Commentary: Incentives for Safety in the Oil Drilling Industry


Hugh Gorman

Hugh Gorman, a technology historian at Michigan Technological University, has written a book on the history/evolution of pollution control regulations in the industry (Redefining Efficiency: Pollution Concerns, Regulatory Mechanisms, and the U.S. Petroleum Industry, 2001).

Here are some of his thoughts on regulatory policies in general and the current BP situation in particular:

  • Technology and policies evolve together. While it's inevitable to assign guilt in a horrible disaster like this, Gorman says it's also very typical for industry advances to outpace regulations, which then play catch-up. The Valdez spill, for example, led to many changes in tanker regulations.

  • In the case of the BP spill, the move to deep water drilling made blow-out protectors (which started out as a safety device on land) less useful. On land and in shallow water, blow-out protectors can be easily serviced and tested. A mile under water, though, is a completely different environment and the design of blow-out protectors has not kept up.

    Because it is a safety technology (and not critical to production), companies have had no strong incentives to rethink its design and role. They certainly have the incentive now.

  • Technological failures are never due to one thing failing. Systems fail. So the regulatory focus should not only be on blow-out protectors but on the whole system. Again, while technologies to get the oil out of the ground have been evolving rapidly, safety technologies and regulations have not kept pace with the level of risk.

  • All innovation involves trial and error, a step into the unknown. This applies to policy innovations as well as technological innovations. In fact, designing effective regulations is as creative and difficult as designing effective technologies. Regulatory changes should have a period of review built in. In five years, for example, people should ask, are the regulations working?

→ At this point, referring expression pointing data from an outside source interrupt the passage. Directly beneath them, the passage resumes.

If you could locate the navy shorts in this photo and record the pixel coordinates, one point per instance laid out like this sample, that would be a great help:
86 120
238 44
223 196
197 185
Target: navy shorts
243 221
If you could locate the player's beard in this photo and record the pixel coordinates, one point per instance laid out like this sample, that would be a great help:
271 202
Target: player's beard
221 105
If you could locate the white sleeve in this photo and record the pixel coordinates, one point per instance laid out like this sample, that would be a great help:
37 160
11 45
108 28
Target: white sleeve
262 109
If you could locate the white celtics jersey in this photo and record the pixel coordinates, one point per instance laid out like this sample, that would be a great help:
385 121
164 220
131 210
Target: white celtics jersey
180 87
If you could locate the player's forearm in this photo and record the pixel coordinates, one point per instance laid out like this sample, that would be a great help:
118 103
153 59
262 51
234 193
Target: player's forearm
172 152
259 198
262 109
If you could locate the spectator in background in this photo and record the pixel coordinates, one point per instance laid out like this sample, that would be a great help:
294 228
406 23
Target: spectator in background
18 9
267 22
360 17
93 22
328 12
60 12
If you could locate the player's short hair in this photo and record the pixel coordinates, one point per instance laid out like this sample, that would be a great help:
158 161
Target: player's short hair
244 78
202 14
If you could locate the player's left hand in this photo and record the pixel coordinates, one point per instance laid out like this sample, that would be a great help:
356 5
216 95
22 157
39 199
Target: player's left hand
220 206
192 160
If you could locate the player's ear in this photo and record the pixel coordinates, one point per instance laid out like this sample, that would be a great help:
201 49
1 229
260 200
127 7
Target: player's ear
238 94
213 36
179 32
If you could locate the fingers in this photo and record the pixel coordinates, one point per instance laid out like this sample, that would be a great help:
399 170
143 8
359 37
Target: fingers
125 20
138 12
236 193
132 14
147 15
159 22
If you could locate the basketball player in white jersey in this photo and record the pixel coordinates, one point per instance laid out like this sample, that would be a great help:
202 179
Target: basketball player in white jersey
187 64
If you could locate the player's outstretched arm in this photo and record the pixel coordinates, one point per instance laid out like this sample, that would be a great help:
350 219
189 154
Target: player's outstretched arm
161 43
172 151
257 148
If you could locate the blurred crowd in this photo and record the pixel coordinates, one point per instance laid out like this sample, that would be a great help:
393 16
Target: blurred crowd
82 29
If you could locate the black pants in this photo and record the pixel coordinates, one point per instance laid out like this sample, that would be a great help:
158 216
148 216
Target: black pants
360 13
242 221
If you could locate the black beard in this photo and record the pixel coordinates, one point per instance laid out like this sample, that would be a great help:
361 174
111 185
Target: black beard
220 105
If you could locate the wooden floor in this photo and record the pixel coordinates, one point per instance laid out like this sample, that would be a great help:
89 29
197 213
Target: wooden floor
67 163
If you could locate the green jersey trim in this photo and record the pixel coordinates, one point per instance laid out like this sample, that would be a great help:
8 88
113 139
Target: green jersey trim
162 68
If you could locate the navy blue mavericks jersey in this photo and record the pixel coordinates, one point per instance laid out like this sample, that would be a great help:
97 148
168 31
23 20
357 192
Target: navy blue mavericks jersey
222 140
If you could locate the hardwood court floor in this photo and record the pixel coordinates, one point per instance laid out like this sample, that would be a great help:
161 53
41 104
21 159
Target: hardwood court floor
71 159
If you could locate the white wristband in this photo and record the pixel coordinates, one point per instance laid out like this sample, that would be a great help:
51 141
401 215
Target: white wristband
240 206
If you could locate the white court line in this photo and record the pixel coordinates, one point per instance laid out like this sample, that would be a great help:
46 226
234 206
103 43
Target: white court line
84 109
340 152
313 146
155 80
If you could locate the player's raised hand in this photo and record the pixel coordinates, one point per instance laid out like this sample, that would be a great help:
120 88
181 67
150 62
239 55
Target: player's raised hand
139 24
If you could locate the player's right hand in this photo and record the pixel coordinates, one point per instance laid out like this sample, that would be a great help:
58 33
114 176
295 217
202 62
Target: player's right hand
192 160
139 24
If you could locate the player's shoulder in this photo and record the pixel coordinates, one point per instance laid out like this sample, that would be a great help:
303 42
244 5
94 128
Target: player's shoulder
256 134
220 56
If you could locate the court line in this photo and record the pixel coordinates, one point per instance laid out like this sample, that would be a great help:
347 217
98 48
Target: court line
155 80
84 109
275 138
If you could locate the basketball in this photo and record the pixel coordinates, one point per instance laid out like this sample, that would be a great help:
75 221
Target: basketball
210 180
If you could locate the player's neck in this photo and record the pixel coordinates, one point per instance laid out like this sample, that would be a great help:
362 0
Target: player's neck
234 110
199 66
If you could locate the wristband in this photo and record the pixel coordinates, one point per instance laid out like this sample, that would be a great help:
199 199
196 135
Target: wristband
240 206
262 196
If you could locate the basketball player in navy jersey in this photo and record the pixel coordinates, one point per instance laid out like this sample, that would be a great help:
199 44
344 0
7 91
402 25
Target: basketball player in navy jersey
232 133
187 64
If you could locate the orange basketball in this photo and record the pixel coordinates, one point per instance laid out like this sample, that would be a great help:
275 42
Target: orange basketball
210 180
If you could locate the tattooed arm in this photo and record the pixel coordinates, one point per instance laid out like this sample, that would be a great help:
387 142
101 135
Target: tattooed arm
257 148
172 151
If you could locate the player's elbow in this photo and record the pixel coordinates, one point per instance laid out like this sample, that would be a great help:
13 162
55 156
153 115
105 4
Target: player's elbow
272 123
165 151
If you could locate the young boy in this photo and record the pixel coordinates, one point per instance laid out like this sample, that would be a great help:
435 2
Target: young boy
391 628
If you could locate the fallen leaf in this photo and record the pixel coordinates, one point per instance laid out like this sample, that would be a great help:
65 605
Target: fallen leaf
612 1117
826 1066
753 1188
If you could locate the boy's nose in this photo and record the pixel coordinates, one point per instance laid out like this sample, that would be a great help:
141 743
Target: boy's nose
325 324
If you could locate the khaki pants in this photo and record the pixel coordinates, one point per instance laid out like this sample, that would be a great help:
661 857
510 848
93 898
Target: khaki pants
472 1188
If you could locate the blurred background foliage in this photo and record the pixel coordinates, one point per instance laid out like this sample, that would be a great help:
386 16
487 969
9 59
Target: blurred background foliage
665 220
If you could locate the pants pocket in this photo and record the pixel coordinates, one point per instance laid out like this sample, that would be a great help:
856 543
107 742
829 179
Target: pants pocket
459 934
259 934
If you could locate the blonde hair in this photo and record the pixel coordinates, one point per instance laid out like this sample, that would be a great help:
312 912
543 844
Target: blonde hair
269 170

  • The important thing is to start the process of review and reform. The National Academies of Science and Engineering are great at doing studies that get the ball rolling.

    If regulations are effective, companies will innovate in ways that make it easier to meet those regulations. Refinery technology, for example, has been transformed over the last 50 years due to effective pollution control regulations.

  • It is always possible to make technologies safer. It is simply a matter of cost. For example, you could require two blow-out protectors or a parallel hole. (Gorman isn't recommending this, just offering examples of expensive approaches.)